Market decline

Sales of new electric cars double despite overall market decline

The Society of the Irish Motor Industry has released official figures for 221 new vehicle registrations for February.

New car registrations for February were down 12.2% (12,031) from February 2021 (13,698), but electric car sales increased.

Overall car registrations since the start of the year are down 4.6% (37,058) compared to the same period last year (38,838).

Electric vehicles and hybrids and plug-in hybrids continue to grow their market share, with a combined market share now at 44%. Despite a sharp decline in the market share of internal combustion engine type vehicles, gasoline remains dominant 27.39%, diesel accounting for 25.92%, hybrid 24.23%, electric 11.66 % and the rechargeable electric hybrid 8.01%.

Light commercial vehicles (LCVs) are down 30.9% (2,292) from February last year (3,316) and year-to-date they are down 12.0% (7 341). Registrations of heavy goods vehicles (Poids Poids Lourds) are up by 7.56% (242) compared to February 2021 (225). Since the start of the year, heavy goods vehicles have risen slightly by 2.14% (574).

Used car imports for February (3,807) were down 33.9% from February 2021 (5,758). Since the beginning of the year, imports are down 37.6% (7,848) compared to 2021 (12,579). For the month of February, 1,620 new electric vehicles were registered compared to 805 in February 2021. So far this year, 4,320 new electric cars have been registered compared to 1,782 in the same period of 2021.

Commenting on the new vehicle registrations, SIMI Managing Director Brian Cooke said: “New car sales are down 12.2% from February last year and 4.6% since the start of the year, while they remain 21.9% below pre-COVID (2019) levels. Despite strong demand for new and used cars, supply continues to be a major issue, with any potential recovery unlikely to occur before the second half of 2022 at the earliest.
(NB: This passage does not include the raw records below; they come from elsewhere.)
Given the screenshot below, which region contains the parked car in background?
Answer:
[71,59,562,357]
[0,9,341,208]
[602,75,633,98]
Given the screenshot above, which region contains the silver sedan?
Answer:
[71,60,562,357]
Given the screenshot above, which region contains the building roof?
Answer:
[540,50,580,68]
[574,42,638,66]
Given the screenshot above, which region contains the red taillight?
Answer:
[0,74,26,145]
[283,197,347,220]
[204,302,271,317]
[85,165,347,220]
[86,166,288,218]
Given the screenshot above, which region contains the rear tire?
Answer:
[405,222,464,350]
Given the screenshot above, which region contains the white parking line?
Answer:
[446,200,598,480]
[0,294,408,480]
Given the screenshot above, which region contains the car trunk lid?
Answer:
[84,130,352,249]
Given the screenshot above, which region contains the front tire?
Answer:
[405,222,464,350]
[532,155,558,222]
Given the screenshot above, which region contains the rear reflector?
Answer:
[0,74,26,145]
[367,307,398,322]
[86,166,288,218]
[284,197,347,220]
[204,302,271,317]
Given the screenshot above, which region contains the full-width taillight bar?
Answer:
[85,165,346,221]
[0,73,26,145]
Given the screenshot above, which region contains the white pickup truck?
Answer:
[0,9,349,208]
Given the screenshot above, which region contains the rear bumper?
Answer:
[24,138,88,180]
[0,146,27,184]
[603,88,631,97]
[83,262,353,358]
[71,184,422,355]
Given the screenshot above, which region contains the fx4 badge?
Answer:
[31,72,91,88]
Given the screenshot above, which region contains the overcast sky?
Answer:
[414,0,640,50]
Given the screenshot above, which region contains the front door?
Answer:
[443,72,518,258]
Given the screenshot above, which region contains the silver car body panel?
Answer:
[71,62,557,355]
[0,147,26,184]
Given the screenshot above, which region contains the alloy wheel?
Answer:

“Despite this challenge, the number of new electric cars continues to grow with registrations doubling for the month of February compared to the same month last year. There are now more than 50,000 electric vehicles (EVs and PHEVs combined ) on Irish roads, and it increases consumer interest in these vehicles.

“As highlighted in the recently published report on Reducing Carbon Emissions from Light Fleets, commissioned by SIMI, it is essential that our charging infrastructure keeps pace with this acceleration in the electrification of the Irish car fleet. , the government’s continued support in the charging network is essential if we are to convince more consumers that an electric vehicle is a viable car choice for their driving needs.